Chronique d'avril 2016

L’IRCEC et la CIPAV : les caisses-sœurs qui ne communiquent pas

C’est ce qu’a constaté le TASS du Mans dans un jugement désormais définitif de mars 2016 rendu au profit d’un graphiste récemment retraité.

Avant 2004, l’IRCEC n’était pas une caisse de retraite à proprement parler mais un « régime » obligatoire de retraite complémentaire intégré à la caisse CREA. En 2004, la CREA a disparu et l’IRCEC a été dotée de la personnalité morale pour devenir une caisse de retraite à part entière au profit des artistes auteurs. Ceux qui ne relevaient pas de cette catégorie (de nombreuses professions) ont vu leur compte transféré à la CIPAV. Mais cela ne s’est pas fait sans heurts et de nombreux assurés ont tout simplement été oubliés.

Il faut dire que pour certains le transfert de leurs deux régimes d’assurance vieillesse (retraite de base et retraite complémentaire) de la CREA vers la CIPAV n’allait pas de soi car ils avaient déjà été omis antérieurement en partie par la CREA : aussi incroyable que cela puisse paraître, environ 6.500 assurés de la CREA (chiffre fourni par le Défenseur des droits) réglaient avant 2004 leurs cotisations de retraite complémentaire sur le régime de retraite complémentaire « IRCEC » sans se rendre compte en toute bonne foi que la CREA omettait de leur demander le paiement de leurs cotisations de retraite de base !

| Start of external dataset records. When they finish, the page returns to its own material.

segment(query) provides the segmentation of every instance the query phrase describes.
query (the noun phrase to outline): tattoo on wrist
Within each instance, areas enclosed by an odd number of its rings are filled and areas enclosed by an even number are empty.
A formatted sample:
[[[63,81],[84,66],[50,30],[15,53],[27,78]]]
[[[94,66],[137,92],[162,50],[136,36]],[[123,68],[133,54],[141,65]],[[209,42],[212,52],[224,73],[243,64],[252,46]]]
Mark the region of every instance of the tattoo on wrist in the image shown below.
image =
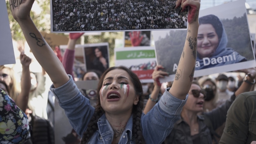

Conséquence préjudiciable : ces personnes n’ont acquis ni trimestres de cotisations sur la période d’omission ni points de retraite de base et la CIPAV rétorque tranquillement à ces malheureux… qu’ils n’auront aucune retraite ! Une chronique particulière sera réservée à cette question, à la lumière d’un jugement rendu fin 2015 par le TASS de Melun à l’encontre de la CIPAV et d’une décision à venir de la Cour d’appel de Paris qui devrait intervenir début 2017.

Le graphiste qui avait saisi le TASS du Mans ne se trouvait pas dans ce cas de figure. Il n’avait pas souffert d’une omission d’affiliation partielle ou totale mais avait été affilié successivement à la CREA, à la Maison des artistes puis à la CIPAV, ce qui est le cas de nombreux dessinateurs, graphistes, designers, etc. Lorsqu’il a voulu liquider ses droits à la retraite, il s’est adressé à la CIPAV qui a occulté pas moins de 14 années de cotisations acquises antérieurement auprès de la CREA dont les cotisations de retraite complémentaire du régime IRCEC ! Alors qu’apparemment l’IRCEC devait agir en concours avec la CIPAV dans la liquidation de ses droits, la seconde n’avisait pas la première de ce dossier de liquidation de retraite en dépit du fait que ces deux caisses se trouvent dans le même immeuble et mutualisent l’ensemble de leurs moyens au sein d’une association régie par la loi de 1901 dénommée GROUPE BERRI ! Cette absence de communication entre ces deux caisses sœurs avait pour effet de priver le graphiste de sa pension de retraite complémentaire pendant… 4 ans.

Les choses ne sont jamais simples avec la CIPAV car elle soutient désormais qu’en voulant régulariser la situation de ce retraité en cours de procédure, elle aurait versé une pension surévaluée car venant en doublon avec des droits liquidés par l’IRCEC. Le Tribunal n’a pas été toutefois convaincu et a rejeté la demande de remboursement formée par le CIPAV du trop versé allégué. En revanche, en réparation du préjudice financier et moral causé par un manquement à l’obligation légale d’information et de conseil, le TASS a condamné la CIPAV à verser au plaignant la somme de 7.000 € de dommages-intérêts outre 2.000 € de prise en charge de ses honoraires d’avocat.

Les libéraux ayant cotisé à la CREA puis, après 2004, à la CIPAV, ont de quoi avoir quelque appréhension au moment de la liquidation de leurs droits à la retraite. Ce sera toutefois une sinécure par rapport à la situation des 6.500 assurés dont les cotisations de retraite de base de la caisse CREA n’ont pas été appelées avant 2004.